Although I do not fully specify my theoretical concerns in advance of the study, what I do in the research is to move from data towards theory. I develop a theoretical concern that later leads me to a quite unorthodox result. The research questions, the hypothesis, the strengths and weaknesses emerge only vaguely in the beginning, but more clearly later. The methods I use to collect and analyse the evidence do not produce a standardised set of results that any willing researcher in my situation or someone who studies similar issues would be able to produce. It presents a coherent and illuminating perspective of a situation that is based on a detailed analysis of the way the factors that are involved in it consent and dissent. It explains and argues on the basis of personal experience that is re-framed in a new context.

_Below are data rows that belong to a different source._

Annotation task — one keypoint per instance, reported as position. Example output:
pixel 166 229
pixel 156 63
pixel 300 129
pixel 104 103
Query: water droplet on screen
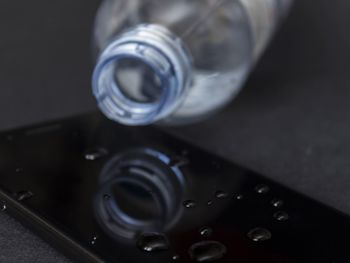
pixel 239 197
pixel 95 154
pixel 207 251
pixel 176 257
pixel 278 203
pixel 262 189
pixel 178 161
pixel 221 194
pixel 189 204
pixel 151 242
pixel 3 206
pixel 206 232
pixel 281 216
pixel 259 234
pixel 24 195
pixel 106 197
pixel 93 241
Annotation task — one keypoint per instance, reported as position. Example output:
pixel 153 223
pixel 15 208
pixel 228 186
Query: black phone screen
pixel 105 193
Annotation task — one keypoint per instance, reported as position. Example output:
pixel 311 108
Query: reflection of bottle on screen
pixel 177 61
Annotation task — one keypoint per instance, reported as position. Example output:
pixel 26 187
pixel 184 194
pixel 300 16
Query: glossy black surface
pixel 111 193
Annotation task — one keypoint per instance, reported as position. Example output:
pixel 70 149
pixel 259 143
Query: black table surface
pixel 291 122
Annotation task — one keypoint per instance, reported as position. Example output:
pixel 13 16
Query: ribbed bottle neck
pixel 160 50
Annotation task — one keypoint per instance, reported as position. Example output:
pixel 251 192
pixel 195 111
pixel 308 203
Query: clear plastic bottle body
pixel 215 45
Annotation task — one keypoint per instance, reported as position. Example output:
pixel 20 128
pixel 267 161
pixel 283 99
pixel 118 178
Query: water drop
pixel 278 203
pixel 3 206
pixel 178 161
pixel 151 242
pixel 176 257
pixel 106 197
pixel 262 189
pixel 259 234
pixel 239 197
pixel 221 194
pixel 189 204
pixel 93 155
pixel 281 216
pixel 93 241
pixel 24 195
pixel 206 232
pixel 207 251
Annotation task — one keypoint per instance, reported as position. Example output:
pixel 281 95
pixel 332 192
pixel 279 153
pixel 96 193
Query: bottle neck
pixel 142 76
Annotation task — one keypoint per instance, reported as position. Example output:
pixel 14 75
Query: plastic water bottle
pixel 177 61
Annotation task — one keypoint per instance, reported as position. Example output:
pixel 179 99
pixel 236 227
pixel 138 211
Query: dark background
pixel 291 122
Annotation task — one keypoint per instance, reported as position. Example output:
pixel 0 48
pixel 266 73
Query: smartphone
pixel 101 192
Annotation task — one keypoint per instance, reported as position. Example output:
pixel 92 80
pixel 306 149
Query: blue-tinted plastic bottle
pixel 177 61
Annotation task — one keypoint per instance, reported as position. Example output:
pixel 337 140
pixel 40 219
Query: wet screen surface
pixel 121 194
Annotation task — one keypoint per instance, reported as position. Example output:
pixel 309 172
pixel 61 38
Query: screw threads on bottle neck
pixel 147 46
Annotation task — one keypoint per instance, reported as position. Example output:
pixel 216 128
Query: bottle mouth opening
pixel 141 77
pixel 134 91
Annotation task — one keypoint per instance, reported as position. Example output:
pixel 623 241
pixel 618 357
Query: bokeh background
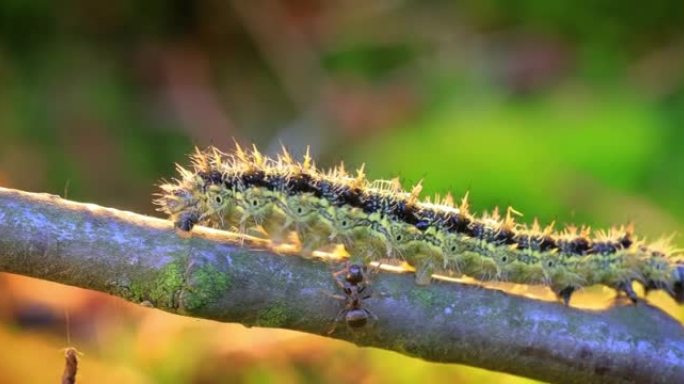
pixel 569 111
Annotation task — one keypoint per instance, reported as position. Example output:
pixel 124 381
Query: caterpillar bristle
pixel 248 191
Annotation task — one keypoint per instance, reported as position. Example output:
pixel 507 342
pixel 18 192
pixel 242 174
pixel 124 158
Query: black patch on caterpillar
pixel 403 211
pixel 625 241
pixel 344 195
pixel 187 220
pixel 371 203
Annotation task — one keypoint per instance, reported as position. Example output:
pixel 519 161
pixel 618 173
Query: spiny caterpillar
pixel 377 220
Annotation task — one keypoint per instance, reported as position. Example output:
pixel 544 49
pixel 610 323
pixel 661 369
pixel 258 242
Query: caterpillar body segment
pixel 376 220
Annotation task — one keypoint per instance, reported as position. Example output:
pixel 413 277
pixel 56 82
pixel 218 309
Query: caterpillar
pixel 378 220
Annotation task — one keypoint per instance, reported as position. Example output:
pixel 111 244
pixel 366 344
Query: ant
pixel 354 285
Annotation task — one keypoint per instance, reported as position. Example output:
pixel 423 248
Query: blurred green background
pixel 569 111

The choice of methodology is not that far from what Lyotard suggests in reference to ‘freedom of thought‘. For Lyotard (1985), consensus is the end of freedom and of thought. Dissensus allows us to experience freedom and to think and extend our possibilities. Emancipation of knowledge depends on the perpetuation of dissensus, on a permanent crisis in representation, on an ever greater awareness of the contingent and localised. The unstable nature of all norms for representing the world. Consensus in this respect is only a particular state of
discussion, not its end (cited in Henwood & Pidgeon, 1992: 163). This belief in the emancipation of thought brings me closer to what Fischer (1985) calls post- modern deconstructionism. In accordance with further reading in the area of post- structuralism and the way it influences social science today, I develop the research methods.